息切れ

 僕は絶対自信があった。案の定、帰りに寄ってお礼を言ってくれた。それも「完全にはまりました」だから100点満点だ。  ガンの術後のお世話をしていて、とても元気に毎日を過ごしてくれている女性が、ある患者さんを連れて来てくれた。そんなに難しいトラブルではなかったので楽しく応対した。薬を持って帰る段になって「このあたりで食事が出来るところはないですか?」と尋ねられた。遠くから毎回やってきてくれるが、僕の薬局から東には行ったことがなく、いつもUターンするだけだ。

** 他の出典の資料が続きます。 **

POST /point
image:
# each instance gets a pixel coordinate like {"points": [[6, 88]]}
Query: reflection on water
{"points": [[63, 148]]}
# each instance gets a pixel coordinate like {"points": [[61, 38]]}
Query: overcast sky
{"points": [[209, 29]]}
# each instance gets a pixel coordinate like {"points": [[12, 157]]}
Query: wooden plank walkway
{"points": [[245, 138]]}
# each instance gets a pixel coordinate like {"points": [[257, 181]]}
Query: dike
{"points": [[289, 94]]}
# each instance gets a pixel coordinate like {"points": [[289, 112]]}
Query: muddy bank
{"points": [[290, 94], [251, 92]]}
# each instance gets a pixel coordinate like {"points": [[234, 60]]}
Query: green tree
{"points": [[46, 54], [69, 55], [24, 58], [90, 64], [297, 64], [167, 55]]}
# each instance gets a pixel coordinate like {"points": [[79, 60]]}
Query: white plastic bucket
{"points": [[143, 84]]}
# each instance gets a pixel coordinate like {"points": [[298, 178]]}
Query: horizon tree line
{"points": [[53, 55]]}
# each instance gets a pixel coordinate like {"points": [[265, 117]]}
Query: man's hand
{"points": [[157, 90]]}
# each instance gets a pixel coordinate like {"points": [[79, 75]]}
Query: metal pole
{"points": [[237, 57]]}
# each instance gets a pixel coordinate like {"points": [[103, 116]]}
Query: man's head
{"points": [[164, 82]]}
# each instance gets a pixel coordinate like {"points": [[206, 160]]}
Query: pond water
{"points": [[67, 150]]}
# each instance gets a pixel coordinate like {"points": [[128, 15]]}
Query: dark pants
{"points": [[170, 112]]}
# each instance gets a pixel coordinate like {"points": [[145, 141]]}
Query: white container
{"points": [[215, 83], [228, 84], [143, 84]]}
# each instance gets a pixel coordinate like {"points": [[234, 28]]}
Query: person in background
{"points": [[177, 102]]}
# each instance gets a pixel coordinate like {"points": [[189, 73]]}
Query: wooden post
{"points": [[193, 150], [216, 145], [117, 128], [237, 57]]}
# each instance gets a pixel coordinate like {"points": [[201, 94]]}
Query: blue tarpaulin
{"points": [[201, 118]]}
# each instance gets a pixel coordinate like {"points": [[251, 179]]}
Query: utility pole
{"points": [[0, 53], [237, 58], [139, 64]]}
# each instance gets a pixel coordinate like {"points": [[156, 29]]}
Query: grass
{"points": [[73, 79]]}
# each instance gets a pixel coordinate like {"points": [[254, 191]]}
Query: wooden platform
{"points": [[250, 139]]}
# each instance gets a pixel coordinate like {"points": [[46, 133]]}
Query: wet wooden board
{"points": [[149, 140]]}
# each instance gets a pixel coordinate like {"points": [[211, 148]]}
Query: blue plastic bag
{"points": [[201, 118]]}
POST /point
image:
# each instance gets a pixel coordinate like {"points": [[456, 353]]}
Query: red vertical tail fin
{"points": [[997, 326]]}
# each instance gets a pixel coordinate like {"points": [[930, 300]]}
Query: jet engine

折角の観光地も単なる漢方薬をとりにいく町なのだろう。ところが今日は大の親友を連れてきたので、一緒に食事をして帰りたかったみたいだ。  牛窓は食事が出来るところには困らない。僕も知らないところを含めるといったいどのくらいあるのだろうと思うが、娘がすぐに「うしまど茶屋・潮菜」を推薦してくれた。70年配のざっくばらんではあるが品も備えている二人に合うと直感したみたいだ。日本食が幕の内のようにして出てくるのだが、僕の姉2人がとても気に入ったので僕も自信があった。千葉と横浜の姉達がほめるのだから、それも牛窓にある店を大都会の女性がほめるのだから実力があるのだと思った。勿論僕も食べて美味しかったが、僕は何を食べても美味しいたちだから当てにはならない。  娘達は、僕もそうだが、単に漢方薬だけでなく、牛窓の町を総動員してヤマト薬局に来てくれる人たちをもてなしたいみたいだ。単に薬を調剤して渡すだけの薬局をやりたくなくて「細々とのんびりと」やりたいみたいで、僕以上に牛窓の隠れた力を発掘しようとしている。それどころか、道路を挟んだ駐車場に誰もが憩える花壇を作りたいそうで、そうした職業を目指している若い女性に依頼している。花を楽しみながら美味しいコーヒーでも楽しんでもらえれば、体調不良もそれだけで改善する・・・ことはないけれど、よい気は巡るだろう。  効率や生産性が優先される時代は、多くの脱落者を生む。それとは逆の発想が日常の中に浮かんだり消えたりするのは大切だ。息切ればかりでどうする。